The best approach to providing never-interrupted availability is for the two IP addresses to be at two different physical locations, at some distance from each other. In addition, the monitoring and switchover service must itself be highly available; it must itself be built so that it spans several locations. A quality distributed DNS service (that directs the Internet to an IP address for a domain name), along with two instances of quality hosting, are needed.
I’ve found that there are offerings of true 100% availability hosting service, but they are prohibitively expensive for small businesses. If you’re Home Depot, these services are just what you need, but for small businesses, there’s nothing that removes that risk of a whole data center being disabled or cut off from the Internet. At present, we’re all vulnerable to that enemy of Internet connectivity, the backhoe!
I’m staying with my present hosting provider, in spite of the outage, because of more than a decade of highly reliable service from them. They’ve provided excellent availability–and their service is free from the CPU limitations imposed by the major hosting providers that prevent complete security checks for my clients’ sites.
A 100% Solution
For clients who want 100% availability, I’ve begun work on a method to provide hosting service that won’t go down, even if a whole data center has a catastrophic failure or is taken off the Internet. It will involve the three ingredients for failover that are listed above, and the backup sites will be hosted geographically separate from the primary site, and there will be a highly available DDNS service to do the switchover.

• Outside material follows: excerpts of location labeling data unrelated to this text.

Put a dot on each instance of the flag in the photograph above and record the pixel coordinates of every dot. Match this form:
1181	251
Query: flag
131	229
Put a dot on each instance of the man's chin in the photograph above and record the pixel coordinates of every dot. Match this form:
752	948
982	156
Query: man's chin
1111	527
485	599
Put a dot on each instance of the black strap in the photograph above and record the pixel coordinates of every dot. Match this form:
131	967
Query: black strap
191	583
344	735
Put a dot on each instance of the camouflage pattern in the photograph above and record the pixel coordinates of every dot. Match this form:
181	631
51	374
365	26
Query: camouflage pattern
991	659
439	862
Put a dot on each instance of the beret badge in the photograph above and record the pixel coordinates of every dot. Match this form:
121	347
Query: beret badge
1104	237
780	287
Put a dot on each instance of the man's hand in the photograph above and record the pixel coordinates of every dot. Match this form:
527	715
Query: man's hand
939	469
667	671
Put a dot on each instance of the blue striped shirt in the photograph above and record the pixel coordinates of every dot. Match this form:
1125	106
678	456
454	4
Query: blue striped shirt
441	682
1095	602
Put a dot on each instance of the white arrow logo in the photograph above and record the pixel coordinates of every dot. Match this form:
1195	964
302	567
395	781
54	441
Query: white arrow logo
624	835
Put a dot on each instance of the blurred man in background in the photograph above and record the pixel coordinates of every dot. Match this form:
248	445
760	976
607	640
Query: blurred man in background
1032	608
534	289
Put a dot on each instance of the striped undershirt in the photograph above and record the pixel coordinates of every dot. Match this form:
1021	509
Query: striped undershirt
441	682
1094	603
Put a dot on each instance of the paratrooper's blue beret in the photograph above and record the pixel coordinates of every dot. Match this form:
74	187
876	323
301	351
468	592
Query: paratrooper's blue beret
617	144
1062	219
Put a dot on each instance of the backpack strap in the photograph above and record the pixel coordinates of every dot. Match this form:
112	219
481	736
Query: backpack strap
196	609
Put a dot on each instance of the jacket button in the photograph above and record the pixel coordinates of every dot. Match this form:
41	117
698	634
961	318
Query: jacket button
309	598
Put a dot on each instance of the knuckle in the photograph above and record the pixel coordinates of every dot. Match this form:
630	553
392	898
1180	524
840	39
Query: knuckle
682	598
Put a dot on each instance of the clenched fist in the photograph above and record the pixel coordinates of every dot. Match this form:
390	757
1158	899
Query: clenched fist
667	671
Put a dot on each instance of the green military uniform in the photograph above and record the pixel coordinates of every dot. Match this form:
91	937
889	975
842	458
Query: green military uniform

Backups will be stored at a third location, independent from the first two, so the site can be restored even if both of the online copies are lost. In addition, if certain conditions are met by the site, additional special security features will be provided so that the site can’t be hacked.
This is an approach that’s intended for small businesses. If you’re the Washington Post, for example, I won’t be able to host you for $200 a year and provide 100% availability. But for small businesses, I have a way to provide very high availability.
I’ll make this 100% available service available to my clients. The approach I’m planning to use will let me offer it at or near my standard price for hosting service. If the price is the same, then I’ll be converting all my clients to 100% availability at no additional charge.
The Bottom Line
Today, the best way to handle this issue is to make it clear to business management that you don’t have 100% availability, that there will be outages that may last hours but they won’t be frequent, that there may be a year or more without an outage. Or, if you really need 100%, then simply pay for it. My offering of 100% Web site availability for small business is on the way, watch for it.